Regency Villians: Lord Frederick Beauclerk

” Undoubtedly Lord Frederick was the first gentleman cricketer of his day for although he could not equal David Harris in bowling surpass Tom Walker in batting or Hammond in wicket keeping he united in his own person all those three great points in the game to such a considerable degree as to be pronounced the Crichton of cricket.” – Lord William Pitt Lennox

The fourth son of the 5th Duke of St. Albans, Frederick Beauclerk  (May 1773, London – 22 April 1850, Westminster) was a vicar, famous cricketeer and also well known as “an unmitigated scoundrel.” He was Vicar of St. Michael’s Church at St Albans and a Doctor of Divinity, as well as a star of the cricket field.

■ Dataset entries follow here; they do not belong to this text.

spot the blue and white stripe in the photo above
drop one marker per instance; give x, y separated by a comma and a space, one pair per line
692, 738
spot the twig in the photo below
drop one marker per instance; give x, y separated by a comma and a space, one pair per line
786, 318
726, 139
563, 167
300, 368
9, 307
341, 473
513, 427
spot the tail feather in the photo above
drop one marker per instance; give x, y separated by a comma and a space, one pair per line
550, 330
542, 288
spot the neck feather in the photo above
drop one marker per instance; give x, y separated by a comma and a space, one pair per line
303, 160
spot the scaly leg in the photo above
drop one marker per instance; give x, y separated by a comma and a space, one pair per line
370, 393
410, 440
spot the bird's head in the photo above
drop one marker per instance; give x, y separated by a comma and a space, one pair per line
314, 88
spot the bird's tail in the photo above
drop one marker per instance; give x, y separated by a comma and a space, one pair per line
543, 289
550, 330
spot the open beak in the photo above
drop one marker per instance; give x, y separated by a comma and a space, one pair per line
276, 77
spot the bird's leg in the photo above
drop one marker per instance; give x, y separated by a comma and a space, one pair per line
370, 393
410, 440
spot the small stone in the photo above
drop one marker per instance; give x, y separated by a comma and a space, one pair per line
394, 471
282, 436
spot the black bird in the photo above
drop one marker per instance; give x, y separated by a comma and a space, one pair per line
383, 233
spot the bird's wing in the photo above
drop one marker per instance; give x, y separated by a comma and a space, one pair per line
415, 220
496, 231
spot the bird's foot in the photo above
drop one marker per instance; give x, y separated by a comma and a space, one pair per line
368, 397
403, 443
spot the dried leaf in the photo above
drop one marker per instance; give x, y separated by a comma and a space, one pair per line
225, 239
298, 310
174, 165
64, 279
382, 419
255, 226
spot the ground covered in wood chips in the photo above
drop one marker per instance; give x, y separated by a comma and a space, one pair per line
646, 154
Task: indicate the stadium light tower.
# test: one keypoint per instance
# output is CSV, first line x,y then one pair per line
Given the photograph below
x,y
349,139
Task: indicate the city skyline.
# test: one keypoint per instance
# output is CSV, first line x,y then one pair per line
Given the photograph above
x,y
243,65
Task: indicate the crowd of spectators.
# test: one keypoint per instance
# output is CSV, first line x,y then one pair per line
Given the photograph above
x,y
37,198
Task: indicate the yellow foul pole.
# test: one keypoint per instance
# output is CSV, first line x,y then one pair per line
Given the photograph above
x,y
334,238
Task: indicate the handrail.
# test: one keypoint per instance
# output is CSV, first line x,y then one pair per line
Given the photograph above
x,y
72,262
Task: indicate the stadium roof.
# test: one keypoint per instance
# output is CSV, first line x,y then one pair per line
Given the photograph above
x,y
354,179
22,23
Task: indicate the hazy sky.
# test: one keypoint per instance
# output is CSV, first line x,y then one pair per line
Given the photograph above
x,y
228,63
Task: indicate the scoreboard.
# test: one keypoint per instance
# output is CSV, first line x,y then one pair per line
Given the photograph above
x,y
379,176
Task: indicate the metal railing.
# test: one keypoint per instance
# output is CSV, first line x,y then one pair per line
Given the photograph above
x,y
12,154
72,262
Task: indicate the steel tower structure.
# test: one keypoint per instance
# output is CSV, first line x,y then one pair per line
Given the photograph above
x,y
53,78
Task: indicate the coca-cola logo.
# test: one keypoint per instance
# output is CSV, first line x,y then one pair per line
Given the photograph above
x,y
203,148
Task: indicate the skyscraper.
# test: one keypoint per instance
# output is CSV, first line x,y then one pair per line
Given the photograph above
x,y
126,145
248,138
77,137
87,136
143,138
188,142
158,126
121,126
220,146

Despite his religious profession, he claimed to have made at least £600 a year – a colossal sum at the time – from playing cricket for stakes.  He was also terribly disliked, so much so that the Times did not even publish his obituary.  He was said to be “foul-mouthed, dishonest man who was one of the most hated figures in society … he bought and sold matches as though they were lots at an auction”.  It was said  that a notorious criminal once refused to travel in the same coach as him on account of his “fluent and expressive vocabulary”.  Another source said he was “cruel unforgiving, cantankerous and bitter”.  (Presidents of MCC by Jonathan Rice.) Rowland Bowen likened him to Talleyrand as “a cleric without, it would seem, the faintest interest in being a clergyman or any kind of Christian”.

The rivalry between Lord Frederick Beauclerk and George Osbaldeston created a large scandal for the institution of cricket during the Regency era. In 1817, their intrigues and jealousies exploded into a match-fixing scandal with the top player William Lambert being banned from playing at Lord’s Cricket Ground for life.

Beauclerk was, no doubt, a scoundrel of the first order during the Regency era.  Criticized in the press for his gamesmanship, he even had a little ditty about him which was said to be a most accurate portrayal of his character:

My Lord he comes next, and will make you all stare With his little tricks, a long way from fair.”